Se bajaron en una nave industrial que parecía abandonada. Salas se quedó de pie junto a la puerta del coche y, con un gesto, le indicó que podía pasar. La puerta por la que entró daba a un pasillo oscuro que se abría al fondo dando paso a una habitación con un foco de luz. Se dirigió hacia allí convencida para ver, al llegar, una mesa de operaciones destartalada y una pequeña zona que hacía de falso despacho donde la esperaba un hombre un tanto demacrado, con barba de varios días y ojos cansados.

- ¿Eres Silvia?
- Sí.
- Siéntate.
- Me parece que la edad empieza a pasar factura a Ferrás y ya no sabe lo que dice. Tendrás que volver a explicarme qué necesitas para que la historia que tengo ahora mismo en la cabeza no suene de locos.
- Es probable que, aún así, le suene a locura.
- Intentémoslo.
- De acuerdo. Si usted es médico, es posible que halla oído hablar del paciente H.M. Un sujeto que sufría episodios epilépticos desde los 10 años.
- Es posible, pero no lo recuerdo.
- Entonces se lo contaré. Cuando H.M tenía 27 años, se sometió a una operación que tenía como objetivo solucionar esas crisis epilépticas. Para ello le extirparon bilateralmente partes del lóbulo temporal medial. Fue la primera persona que se sometió a esta operación, y también debió ser la última.
- ¿Desaparecieron las crisis?
- Desde luego que sí. Lo malo fue que tras la operación se descubrió que había quedado afectado por una amnesia profunda.
- Empiezo a pensar que puede que Ferrás no esté tan loco como pensaba.
- Ya se lo advertí.
- ¿Qué es lo que me estás pidiendo, niña?

Silvia sacó un papel del bolso y lo desdobló sobre la mesa descubriendo una foto de un cerebro humano.

- Quiero que me abra el cráneo y me haga una lesión como la de H.M. Que me estirpe la amígdala entera si hace falta y el hipocampo, y todo lo que sea necesario.
- Pero, ¿te das cuenta de los efectos que tendrá esto en tu vida?
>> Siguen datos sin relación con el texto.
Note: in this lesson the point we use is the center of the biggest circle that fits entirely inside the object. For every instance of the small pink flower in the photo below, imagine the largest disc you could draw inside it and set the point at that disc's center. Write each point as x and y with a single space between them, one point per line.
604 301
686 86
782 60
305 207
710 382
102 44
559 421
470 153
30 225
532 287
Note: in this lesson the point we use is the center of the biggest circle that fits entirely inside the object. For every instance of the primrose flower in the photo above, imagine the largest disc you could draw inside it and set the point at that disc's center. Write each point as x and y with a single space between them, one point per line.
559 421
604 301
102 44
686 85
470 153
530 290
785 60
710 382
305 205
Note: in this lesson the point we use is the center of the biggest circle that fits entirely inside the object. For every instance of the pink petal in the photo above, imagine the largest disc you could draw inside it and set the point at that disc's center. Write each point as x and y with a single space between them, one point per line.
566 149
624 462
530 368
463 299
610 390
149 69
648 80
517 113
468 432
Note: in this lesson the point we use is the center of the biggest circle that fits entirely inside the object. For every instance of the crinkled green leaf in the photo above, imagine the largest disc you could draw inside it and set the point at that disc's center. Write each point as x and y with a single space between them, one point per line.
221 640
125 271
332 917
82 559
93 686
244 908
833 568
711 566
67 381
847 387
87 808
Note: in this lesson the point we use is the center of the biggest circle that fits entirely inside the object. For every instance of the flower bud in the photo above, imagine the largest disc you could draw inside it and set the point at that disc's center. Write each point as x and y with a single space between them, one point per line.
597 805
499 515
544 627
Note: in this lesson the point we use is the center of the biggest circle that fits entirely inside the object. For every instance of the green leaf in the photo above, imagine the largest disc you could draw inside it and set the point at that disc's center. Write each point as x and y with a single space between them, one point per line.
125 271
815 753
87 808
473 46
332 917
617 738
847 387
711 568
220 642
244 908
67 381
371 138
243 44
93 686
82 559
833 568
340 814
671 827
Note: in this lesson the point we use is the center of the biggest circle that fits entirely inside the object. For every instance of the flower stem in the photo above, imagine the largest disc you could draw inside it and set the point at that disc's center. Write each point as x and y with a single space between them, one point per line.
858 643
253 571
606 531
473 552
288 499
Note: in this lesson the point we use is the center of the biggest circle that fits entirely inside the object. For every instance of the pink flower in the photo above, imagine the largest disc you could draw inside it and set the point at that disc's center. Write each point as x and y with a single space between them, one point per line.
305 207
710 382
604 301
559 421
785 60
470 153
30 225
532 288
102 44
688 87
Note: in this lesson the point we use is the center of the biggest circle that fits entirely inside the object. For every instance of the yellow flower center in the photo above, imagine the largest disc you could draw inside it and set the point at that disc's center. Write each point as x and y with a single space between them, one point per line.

Es una locura.
- Tal vez sea una locura pero ya lo he decidido y si he acudido a Ferrás es porque sabía que me proporcionaría a alguien que me operase sin rechistar. ¿Lo he encontrado o no?
- No puedo rechazar un trabajo pero ¿no te das cuenta de que sólo eres una niña? Tienes toda la vida por delante, ¿qué te ha pasado para recurrir a una medida tan desesperada?
- Lamento decirle que eso no es de su incumbencia. Yo sólo quiero que alguien me opere sin más y quiero saber si va a ser usted ese alguien.
- Haré la operación pero espero que seas consciente de que una vez que salgas de aquí tal vez no seas capaz ni siquiera de formar nuevos recuerdos. Tal vez estés firmando la sentencia de muerte de tu consciencia.
- Prefiero una vida sin recuerdos que el resto de mi existencia con los recuerdos que tengo ahora.
- Bueno, por lo visto no puedo decirte nada más salvo que cometes un grave error.
- En ese caso, es toda una suerte que no haya venido aquí a pedirle consejo.
Y en toda la sala se hizo un silencio escalofriante. Como si acabasen de descubrir los cuerpos mutilados de 50 hombres muertos. Y en medio del silencio ellos dos se miraron.